There are many losers here. First, the innocents of Bosnia, who are subjected to continuing Serb aggression. Second, the North Atlantic Alliance, paralyzed by its disagreements and riven by mutual recriminations. Third, American leadership, as our relevance to Europe's continuing crisis fades (exacerbated by the Administration's plans for drastic troop cuts).

But the Europeans' performance is particularly disgraceful. Having sent their own troops to Bosnia without a strategy, they have alternated between begging the United States for help and rebuffing U.S. proposals for intervention. The British and French Foreign Offices seem content to maintain their forces in a feeble UN-relief-convoy role until a new status quo is ratified by events, consolidating Serb gains. Indeed, the only logic we can discern in their policy is the cold calculation that since the Serbs will win in the end, they had best win quickly. Hence the fierceness, otherwise inexplicable, of their opposition to ending the arms embargo.

What should American policy be in these circumstances? The U.S. has nothing vital at stake in Bosnia - but it has interests there even so: avoiding a wider Balkan war, discouraging Russian "ethnic cleansing" in the new republics (and perhaps in Eastern Europe), and re-establishing American leadership across the Atlantic. Such considerations, being less than vital, justify only modest risks.

Sending a deterrent force to Macedonia or Kosovo to prevent a spillover into those republics, which is apparently being considered by the Administration, would be a mistake on every count. It would be irrelevant to saving Bosnia, but perhaps start a drift toward wider involvement by U.S. ground troops.

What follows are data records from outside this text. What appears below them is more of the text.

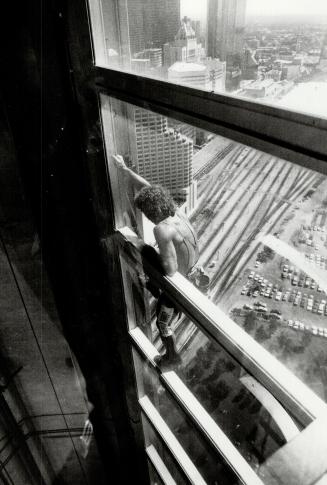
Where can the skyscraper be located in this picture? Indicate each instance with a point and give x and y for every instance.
(160, 154)
(152, 23)
(225, 29)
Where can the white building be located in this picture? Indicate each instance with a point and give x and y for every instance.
(209, 75)
(161, 154)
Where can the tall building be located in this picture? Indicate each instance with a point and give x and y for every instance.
(225, 29)
(185, 47)
(159, 153)
(152, 23)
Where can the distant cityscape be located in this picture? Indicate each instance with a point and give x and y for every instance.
(243, 203)
(283, 64)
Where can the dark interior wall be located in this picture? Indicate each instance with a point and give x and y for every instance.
(43, 118)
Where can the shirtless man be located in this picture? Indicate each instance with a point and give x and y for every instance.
(178, 250)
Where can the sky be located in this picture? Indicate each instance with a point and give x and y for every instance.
(196, 9)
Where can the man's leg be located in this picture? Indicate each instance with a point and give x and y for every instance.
(167, 316)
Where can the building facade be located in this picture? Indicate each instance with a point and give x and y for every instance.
(152, 23)
(160, 154)
(209, 74)
(225, 28)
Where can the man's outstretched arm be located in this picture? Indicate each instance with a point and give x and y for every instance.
(138, 181)
(164, 237)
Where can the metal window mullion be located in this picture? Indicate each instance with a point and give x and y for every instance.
(171, 442)
(303, 403)
(159, 466)
(297, 137)
(199, 416)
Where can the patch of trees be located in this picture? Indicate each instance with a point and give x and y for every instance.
(265, 255)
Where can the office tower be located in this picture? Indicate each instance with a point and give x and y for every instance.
(152, 23)
(146, 61)
(159, 153)
(185, 47)
(209, 74)
(225, 29)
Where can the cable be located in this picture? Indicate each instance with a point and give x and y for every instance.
(40, 349)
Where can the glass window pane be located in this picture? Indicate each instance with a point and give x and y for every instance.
(261, 225)
(209, 464)
(271, 53)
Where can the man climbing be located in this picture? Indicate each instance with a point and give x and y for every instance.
(178, 250)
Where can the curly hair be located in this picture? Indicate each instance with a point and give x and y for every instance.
(155, 202)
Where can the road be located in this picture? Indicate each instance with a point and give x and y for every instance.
(247, 193)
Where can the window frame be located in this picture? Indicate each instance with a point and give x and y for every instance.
(297, 137)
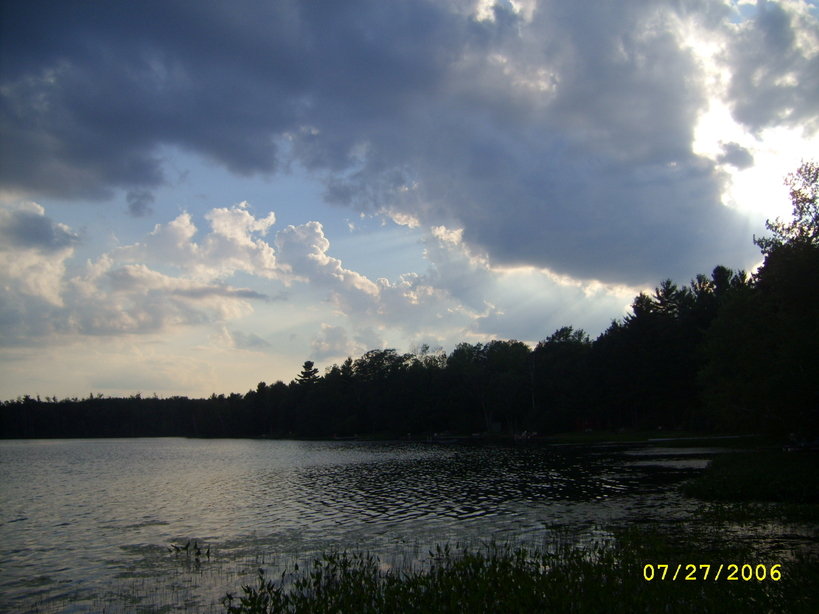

We remain vehemently opposed to sending U. S. ground troops anywhere in the former Yugoslavia. The Administration is on record as endorsing such a move, to help police a Vance-Owen-type settlement if the Serbs should ever stand down (or be satiated). Not only would it be a bloody mess, but it could put us in the position of enforcing an unjust status quo against Muslim and Croatian attempts to reverse Serb gains. We would go in as everybody's friend and depart as everybody's enemy. That degree of humiliation the United States need not risk, even under this Administration.

But there are policies offering the possibility of success at much less risk. Serb forces in Bosnia are losing men through desertions; Muslim forces have fought hard, giving way only when they have run out of ammunition. Arming the Bosnians and striking tactical targets from the air would have a good chance of turning the tide. The main danger would lie in carrying out these measures in so limited a fashion as to drain them of all effectiveness. More drastic measures against Serbia should therefore be held in reserve. The Administration could have rallied European support in support of such an approach if it were truly determined. It could still.